I’m home. Trying to find our groove; not doing all that well to be honest. In a lot of pain, but we’re trying to find a balance of new drugs.
I’m not in the best of moods these past few days so I apologize for being a lump on a log. But, I’ve been MRS. POSITIVITY for far too long and now I need to be bitchy and mad at the world for awhile. At the end of the day, I’ve been handed a stick covered in sh*t, and I’m not entirely impressed. I mean, who would be?
I’ll get over this funk. That’s my nature. But for now, I’m going to take a few days to just be mad - mad at God, mad at my situation, mad that I can’t be the mother to by baby the way other mothers are able to be, mad that my poor husband has to play nurse maid to his wife and can’t just be a normal husband, mad that I’m in pain…everyday, mad that I don’t remember what “normal” feels like, mad that I’ve not been given my divine healing as I’ve prayed for every day, every moment….
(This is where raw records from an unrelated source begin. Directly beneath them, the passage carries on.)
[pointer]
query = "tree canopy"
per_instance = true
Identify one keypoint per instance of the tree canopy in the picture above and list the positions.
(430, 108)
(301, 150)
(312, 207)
You know, I’ve not really cried about my situation. I don’t think that’s healthy. I think I need to cry a little more…and maybe these feelings of anger will go away or at least not be so looming.
I wish I had a big bat…and some old windows. I’d love to just smash ‘em up. Now that’s therapy!
Never said this blog was going to be all roses & lilacs…so my bad if you came to check in with me hoping that all was well. The truth of the matter is cancer is like that…one day it’s OK, the next day it’s alright, the next day it’s not so bad, the next day is sucks ass.
One thing I know is that cancer is a journey…one hell of a journey. I wish someone would wake me from this nightmare.